次の日。布団の中で目を覚ます。まだフワフワしている心地だ。
でも、神社の階段を下りたところは覚えているけれど、いつの間に家に帰って布団に入ったのだろうか。
「それとも、夢だったのかな」
猫になって猫たちと踊っただなんて、夢の出来事である方が現実的だ。とりあえず、トイレに行こうと立ち上がる。
「……あれ?」
猫のときと一緒というわけではないけれど、やけに身体が軽い。もちろん、憂鬱な気持ちは一つもなかった。
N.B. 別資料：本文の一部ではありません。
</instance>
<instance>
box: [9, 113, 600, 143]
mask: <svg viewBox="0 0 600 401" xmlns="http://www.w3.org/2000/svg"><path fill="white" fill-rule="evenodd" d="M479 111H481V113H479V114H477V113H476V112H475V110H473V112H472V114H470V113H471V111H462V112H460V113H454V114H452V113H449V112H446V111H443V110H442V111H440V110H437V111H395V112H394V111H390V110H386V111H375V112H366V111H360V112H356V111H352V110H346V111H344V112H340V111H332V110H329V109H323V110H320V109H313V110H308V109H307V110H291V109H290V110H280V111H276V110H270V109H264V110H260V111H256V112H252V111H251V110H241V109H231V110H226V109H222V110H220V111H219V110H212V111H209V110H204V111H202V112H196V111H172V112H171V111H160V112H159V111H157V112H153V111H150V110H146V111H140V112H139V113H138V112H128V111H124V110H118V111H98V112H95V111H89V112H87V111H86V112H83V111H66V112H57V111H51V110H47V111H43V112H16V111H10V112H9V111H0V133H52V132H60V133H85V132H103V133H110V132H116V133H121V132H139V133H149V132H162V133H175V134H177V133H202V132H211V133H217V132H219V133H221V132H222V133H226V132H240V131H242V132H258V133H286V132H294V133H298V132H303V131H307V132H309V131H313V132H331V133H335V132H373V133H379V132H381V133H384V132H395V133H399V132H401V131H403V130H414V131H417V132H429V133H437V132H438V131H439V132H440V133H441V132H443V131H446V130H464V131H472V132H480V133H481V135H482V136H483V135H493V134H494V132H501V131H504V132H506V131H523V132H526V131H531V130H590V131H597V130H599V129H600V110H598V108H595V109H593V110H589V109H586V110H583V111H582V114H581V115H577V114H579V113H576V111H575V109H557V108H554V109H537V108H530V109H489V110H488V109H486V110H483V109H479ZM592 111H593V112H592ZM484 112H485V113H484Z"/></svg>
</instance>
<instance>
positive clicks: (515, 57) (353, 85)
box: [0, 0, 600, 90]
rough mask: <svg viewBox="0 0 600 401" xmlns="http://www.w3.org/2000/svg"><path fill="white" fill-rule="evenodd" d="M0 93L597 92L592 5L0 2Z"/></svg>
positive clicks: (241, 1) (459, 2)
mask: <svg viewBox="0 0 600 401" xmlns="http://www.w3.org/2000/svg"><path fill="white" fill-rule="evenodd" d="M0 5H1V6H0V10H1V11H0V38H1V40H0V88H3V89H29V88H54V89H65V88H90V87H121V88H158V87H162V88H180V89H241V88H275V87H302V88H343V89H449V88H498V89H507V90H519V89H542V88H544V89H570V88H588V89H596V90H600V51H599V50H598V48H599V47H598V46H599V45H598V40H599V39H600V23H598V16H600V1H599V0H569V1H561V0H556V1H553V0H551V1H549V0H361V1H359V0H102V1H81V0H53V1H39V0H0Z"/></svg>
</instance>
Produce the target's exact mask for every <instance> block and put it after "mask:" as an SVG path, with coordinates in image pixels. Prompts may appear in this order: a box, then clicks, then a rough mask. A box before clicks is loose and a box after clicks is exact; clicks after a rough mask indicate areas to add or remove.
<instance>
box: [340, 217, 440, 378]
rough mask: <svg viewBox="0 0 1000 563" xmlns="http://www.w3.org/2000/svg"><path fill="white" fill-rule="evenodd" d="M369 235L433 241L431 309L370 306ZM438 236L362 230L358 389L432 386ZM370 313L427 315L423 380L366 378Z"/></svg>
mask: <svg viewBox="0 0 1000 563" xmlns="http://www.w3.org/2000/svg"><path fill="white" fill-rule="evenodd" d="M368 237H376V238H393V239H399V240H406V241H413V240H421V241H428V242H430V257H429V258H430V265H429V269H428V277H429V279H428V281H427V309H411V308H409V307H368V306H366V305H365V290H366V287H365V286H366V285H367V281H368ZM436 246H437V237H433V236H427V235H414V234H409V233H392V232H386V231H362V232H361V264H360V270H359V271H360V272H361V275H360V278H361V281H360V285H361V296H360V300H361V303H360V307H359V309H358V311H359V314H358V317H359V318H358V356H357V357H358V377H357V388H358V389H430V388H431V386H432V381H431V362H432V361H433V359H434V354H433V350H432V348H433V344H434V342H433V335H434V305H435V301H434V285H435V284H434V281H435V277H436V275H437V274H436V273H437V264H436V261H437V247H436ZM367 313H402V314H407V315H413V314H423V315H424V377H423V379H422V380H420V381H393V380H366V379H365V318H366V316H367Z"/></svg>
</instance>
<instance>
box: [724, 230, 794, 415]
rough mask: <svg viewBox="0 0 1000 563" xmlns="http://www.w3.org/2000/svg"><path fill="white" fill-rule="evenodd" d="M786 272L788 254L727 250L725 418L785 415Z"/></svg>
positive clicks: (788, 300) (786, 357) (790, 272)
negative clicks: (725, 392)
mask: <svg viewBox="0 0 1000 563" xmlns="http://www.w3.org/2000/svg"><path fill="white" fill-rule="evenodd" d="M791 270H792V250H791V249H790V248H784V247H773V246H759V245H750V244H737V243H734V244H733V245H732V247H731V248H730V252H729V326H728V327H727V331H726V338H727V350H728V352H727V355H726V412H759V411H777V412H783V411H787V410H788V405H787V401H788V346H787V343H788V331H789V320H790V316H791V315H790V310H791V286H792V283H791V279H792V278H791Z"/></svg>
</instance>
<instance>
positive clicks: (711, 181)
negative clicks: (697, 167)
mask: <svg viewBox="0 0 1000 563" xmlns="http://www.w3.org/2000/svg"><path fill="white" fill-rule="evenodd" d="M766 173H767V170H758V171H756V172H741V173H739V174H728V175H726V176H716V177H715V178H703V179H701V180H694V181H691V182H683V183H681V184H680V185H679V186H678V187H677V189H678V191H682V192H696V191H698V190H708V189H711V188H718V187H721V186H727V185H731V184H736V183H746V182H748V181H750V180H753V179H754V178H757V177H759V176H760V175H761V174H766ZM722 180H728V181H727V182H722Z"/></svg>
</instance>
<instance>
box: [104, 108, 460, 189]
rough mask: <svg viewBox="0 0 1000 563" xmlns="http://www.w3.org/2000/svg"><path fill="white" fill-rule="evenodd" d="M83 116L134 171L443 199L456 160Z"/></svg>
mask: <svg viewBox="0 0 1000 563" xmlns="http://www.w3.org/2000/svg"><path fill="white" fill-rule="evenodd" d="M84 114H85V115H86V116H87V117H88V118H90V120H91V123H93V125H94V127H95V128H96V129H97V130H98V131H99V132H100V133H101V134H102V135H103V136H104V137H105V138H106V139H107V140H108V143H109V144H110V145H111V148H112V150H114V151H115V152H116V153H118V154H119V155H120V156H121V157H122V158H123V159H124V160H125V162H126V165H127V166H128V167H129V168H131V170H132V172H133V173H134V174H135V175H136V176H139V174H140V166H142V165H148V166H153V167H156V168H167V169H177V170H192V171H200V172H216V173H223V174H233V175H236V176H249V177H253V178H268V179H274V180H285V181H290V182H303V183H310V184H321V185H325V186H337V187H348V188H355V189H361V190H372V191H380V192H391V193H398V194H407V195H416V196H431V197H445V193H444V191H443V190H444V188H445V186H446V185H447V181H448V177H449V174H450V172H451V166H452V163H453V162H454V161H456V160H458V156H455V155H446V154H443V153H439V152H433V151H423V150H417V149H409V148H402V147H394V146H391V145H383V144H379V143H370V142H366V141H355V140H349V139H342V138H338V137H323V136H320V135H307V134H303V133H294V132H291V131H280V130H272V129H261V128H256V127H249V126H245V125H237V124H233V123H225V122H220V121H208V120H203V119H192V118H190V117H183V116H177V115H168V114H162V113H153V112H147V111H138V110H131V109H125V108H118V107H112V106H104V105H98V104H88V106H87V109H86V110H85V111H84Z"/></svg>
今日はお休み。洗濯をして、買い物に行って、美味しいものを作ろう。がんばった身体をちゃんと休めてあげるんだ。
会社が無くなってから、一度にたくさんのことをし過ぎていた。
もっと、一つ一つのことに向き合おう。まずはレストランのバイトをきちんと働けるようになる。就活をするのはそれからでも遅くない。やりたいことをじっくりと探した方が、きっと後悔はないはずだ。
これから、いつだって、わたしは踏み出せる。だって、わたしは猫のステップを覚えていて、いつだって軽やかだからだ。